At The Guardian I found a very interesting article:
Look, no lithium! First rechargeable proton battery created.
According to the article, a team of researchers at the RMIT University in Melbourne have created a battery that instead of scarce lithium, uses carbon and hydrogen. The main benefit of this new type of battery, is that carbon and hydrogen are abundant and hence cheap materials.
With the increased popularity of electric vehicles, the demand for batteries increases and hence the demand for lithium and also its price. The limited abundance of lithium is a serious bottleneck for a more sustainable fleet of cars.
According to the scientists who made this proton battery it will take five to ten years, before it will be commercially available.

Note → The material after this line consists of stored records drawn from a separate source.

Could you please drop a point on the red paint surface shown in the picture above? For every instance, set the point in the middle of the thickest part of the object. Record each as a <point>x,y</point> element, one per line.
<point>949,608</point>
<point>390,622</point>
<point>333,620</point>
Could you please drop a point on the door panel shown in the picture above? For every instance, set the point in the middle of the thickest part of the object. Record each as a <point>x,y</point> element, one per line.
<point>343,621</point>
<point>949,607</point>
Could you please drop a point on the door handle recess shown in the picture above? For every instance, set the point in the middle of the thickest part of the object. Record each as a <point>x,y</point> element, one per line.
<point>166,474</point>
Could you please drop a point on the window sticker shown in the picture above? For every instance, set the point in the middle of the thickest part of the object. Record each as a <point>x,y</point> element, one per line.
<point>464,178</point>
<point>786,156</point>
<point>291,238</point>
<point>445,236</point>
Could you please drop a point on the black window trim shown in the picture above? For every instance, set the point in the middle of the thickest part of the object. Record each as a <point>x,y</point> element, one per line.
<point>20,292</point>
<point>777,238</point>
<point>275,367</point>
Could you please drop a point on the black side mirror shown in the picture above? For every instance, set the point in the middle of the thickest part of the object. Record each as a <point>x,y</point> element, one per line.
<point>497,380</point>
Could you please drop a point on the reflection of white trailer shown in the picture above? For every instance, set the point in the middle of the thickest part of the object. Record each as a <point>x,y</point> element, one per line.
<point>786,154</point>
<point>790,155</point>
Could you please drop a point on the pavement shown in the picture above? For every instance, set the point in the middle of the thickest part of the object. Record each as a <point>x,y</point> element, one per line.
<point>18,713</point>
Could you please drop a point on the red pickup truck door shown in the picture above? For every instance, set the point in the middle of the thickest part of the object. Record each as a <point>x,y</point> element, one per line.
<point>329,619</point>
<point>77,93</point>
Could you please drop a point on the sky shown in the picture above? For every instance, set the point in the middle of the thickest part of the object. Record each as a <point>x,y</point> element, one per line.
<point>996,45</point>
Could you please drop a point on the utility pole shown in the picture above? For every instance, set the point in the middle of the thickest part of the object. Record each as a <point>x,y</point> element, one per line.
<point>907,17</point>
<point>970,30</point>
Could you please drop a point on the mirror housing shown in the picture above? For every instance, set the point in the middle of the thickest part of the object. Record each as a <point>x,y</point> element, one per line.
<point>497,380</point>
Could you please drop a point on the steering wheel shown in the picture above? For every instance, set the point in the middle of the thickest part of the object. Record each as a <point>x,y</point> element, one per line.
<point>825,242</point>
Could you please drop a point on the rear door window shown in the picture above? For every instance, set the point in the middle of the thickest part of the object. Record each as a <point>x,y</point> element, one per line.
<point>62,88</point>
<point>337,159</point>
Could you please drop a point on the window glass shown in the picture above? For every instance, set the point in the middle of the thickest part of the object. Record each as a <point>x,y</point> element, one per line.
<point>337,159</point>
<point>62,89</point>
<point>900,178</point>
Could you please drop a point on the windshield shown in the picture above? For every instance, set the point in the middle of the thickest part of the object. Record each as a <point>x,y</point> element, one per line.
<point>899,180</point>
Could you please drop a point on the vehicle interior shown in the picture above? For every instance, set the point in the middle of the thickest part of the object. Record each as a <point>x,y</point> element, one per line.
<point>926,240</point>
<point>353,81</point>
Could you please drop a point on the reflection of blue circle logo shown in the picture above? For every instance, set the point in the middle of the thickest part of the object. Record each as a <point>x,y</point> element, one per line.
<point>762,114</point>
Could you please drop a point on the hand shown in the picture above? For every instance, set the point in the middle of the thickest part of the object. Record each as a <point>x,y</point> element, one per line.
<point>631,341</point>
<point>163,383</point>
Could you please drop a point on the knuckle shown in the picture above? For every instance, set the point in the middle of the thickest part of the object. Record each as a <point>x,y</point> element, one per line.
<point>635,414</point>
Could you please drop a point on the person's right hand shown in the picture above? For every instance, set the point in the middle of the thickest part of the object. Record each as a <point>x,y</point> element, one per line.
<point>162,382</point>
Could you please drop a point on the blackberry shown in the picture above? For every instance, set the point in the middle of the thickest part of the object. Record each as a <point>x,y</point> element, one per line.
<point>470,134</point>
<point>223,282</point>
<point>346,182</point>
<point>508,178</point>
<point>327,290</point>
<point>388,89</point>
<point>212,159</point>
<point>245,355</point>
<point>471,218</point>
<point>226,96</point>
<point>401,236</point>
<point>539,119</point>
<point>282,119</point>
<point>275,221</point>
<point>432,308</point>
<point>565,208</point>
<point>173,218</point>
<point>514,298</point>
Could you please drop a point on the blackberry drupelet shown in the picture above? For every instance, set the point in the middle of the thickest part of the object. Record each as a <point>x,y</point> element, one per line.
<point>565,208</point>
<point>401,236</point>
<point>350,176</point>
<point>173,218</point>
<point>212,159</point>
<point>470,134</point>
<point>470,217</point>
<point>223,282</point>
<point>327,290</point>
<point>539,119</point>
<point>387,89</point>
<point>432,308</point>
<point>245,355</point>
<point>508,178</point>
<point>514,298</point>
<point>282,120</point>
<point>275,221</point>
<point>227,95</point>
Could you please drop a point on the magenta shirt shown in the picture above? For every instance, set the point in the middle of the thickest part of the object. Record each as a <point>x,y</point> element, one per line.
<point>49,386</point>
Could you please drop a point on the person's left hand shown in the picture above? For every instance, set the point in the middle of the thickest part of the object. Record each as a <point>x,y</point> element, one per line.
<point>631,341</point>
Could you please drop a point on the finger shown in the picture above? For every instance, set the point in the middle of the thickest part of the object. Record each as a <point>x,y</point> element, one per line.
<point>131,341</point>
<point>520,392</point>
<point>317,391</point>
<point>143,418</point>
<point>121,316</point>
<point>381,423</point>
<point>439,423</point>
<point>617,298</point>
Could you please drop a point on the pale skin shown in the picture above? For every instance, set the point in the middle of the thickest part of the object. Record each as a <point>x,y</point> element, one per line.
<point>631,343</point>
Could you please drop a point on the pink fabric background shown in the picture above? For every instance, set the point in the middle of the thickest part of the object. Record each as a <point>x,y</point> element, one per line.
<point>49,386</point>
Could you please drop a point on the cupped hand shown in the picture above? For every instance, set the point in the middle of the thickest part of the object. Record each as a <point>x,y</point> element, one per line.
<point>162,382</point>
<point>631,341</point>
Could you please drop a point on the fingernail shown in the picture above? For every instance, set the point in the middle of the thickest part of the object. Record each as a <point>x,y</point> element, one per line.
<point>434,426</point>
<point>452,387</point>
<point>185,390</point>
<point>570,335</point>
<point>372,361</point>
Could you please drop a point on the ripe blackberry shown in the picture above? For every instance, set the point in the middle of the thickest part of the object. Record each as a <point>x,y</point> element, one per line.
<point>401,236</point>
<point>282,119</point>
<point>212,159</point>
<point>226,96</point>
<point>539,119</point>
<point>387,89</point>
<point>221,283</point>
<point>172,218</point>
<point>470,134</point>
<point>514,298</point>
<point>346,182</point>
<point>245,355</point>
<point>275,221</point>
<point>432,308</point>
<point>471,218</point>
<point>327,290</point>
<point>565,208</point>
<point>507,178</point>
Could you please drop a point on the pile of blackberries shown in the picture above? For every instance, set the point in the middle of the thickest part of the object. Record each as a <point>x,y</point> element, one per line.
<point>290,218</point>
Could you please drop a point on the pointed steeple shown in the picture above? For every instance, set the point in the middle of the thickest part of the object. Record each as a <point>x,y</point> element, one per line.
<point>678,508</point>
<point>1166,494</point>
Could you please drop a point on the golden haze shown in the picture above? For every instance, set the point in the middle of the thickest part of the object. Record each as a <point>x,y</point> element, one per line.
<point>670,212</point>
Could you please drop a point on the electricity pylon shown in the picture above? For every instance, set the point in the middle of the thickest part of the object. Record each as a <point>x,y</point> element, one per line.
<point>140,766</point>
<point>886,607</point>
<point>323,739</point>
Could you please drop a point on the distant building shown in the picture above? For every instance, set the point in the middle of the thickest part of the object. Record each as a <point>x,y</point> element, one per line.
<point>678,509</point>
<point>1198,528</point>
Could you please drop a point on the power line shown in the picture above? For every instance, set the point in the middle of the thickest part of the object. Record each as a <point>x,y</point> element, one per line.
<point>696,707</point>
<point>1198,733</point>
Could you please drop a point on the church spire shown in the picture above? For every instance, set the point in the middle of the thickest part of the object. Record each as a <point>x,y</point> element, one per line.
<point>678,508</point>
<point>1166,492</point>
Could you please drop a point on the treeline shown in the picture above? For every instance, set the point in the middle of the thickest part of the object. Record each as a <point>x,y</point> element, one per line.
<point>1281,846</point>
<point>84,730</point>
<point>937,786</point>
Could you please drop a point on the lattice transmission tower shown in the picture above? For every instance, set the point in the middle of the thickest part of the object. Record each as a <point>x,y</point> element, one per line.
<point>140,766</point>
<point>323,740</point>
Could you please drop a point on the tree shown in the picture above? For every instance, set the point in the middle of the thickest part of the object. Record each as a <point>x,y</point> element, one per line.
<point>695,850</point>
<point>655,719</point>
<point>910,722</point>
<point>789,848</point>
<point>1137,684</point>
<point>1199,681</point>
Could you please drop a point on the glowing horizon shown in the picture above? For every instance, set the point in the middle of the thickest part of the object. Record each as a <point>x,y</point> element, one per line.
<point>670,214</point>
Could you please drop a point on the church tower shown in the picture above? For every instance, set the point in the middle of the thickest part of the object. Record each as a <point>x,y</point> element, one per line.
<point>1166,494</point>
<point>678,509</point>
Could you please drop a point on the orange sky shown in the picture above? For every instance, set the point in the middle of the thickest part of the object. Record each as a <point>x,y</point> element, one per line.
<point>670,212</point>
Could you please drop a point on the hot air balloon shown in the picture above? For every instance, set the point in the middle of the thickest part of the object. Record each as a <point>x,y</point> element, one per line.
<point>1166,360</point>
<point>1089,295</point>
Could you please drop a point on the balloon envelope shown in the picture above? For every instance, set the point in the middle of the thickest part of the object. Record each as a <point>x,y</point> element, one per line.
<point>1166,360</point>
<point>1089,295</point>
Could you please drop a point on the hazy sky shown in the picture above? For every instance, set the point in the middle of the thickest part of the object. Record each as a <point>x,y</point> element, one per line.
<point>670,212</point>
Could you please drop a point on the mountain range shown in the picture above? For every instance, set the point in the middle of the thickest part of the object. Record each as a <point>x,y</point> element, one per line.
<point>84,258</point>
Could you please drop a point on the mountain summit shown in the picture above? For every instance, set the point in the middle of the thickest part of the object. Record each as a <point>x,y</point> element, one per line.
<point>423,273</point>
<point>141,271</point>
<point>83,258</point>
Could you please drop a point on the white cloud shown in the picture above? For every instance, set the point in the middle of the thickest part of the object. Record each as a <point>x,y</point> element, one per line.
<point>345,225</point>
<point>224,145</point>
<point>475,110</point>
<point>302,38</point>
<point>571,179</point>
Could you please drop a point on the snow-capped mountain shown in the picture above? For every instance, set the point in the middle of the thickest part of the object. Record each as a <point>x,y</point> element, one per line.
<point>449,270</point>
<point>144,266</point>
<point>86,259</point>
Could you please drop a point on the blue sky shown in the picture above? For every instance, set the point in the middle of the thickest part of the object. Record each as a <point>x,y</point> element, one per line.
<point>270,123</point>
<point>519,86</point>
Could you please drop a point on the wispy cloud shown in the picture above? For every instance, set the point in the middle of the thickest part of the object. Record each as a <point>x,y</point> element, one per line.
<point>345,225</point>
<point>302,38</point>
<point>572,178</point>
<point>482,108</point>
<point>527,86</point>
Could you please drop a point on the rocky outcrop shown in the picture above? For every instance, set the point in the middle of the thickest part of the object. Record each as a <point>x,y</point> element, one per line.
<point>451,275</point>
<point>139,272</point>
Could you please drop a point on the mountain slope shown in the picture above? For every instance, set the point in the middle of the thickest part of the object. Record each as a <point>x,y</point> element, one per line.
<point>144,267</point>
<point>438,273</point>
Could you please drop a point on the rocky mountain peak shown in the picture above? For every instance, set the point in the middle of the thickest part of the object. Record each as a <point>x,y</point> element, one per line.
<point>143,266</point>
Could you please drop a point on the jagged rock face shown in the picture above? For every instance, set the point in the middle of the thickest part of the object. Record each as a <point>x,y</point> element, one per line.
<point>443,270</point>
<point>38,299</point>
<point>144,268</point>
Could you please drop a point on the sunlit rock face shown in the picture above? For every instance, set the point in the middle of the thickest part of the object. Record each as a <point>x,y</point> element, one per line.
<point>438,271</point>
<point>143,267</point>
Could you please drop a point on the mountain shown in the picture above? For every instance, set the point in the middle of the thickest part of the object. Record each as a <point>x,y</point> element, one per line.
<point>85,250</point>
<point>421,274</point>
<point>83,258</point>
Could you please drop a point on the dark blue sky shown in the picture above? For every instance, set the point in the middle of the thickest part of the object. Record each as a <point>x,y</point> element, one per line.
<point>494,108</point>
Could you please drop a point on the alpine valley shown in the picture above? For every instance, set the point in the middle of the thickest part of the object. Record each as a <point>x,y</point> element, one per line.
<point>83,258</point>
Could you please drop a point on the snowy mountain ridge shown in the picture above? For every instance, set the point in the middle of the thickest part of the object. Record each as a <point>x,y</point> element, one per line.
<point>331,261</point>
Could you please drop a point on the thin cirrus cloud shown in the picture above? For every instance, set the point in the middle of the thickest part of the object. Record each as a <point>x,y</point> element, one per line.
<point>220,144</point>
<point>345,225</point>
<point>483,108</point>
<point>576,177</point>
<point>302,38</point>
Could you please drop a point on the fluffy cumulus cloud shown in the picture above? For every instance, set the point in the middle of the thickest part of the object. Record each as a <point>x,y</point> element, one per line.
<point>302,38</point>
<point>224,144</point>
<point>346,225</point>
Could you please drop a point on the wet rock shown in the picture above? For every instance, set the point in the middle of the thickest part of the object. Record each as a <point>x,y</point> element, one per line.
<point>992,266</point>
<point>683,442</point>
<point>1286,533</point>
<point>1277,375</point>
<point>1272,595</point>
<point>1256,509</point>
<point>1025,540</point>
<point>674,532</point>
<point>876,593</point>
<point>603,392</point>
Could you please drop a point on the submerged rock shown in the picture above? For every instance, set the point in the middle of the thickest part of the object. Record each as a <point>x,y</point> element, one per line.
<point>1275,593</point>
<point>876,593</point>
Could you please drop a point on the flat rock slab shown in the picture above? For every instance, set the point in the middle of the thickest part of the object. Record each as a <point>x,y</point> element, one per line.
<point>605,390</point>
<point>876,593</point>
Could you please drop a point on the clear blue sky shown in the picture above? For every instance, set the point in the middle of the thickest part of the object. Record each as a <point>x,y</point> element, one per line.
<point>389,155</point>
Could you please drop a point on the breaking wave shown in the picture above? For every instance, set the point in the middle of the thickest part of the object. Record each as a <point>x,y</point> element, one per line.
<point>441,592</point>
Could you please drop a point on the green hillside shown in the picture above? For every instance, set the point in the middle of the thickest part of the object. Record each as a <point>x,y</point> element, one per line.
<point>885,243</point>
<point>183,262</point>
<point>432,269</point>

Serving the Internet we found an interesting development: The Himalayan Kingdom of Bhutan is planning to replace all fuel power car by electric ones. The country’s aims with this plan to cut the expenses on oil imports with 70%, and hence to save money. Due to its location, Bhutan is able to produce huge amounts of hydro-electricity, of which most is exported. At this moment private citizens are not allowed to import cars, but some observers expect the authorities may make an exception for electric cars.
With the approaching peaking of oil production, and subsequent oil depletion, more countries might follow Bhutan. And in space settlements we see no use for cars powered by internal combustion engines. Especially because in space solar power is abundantly available.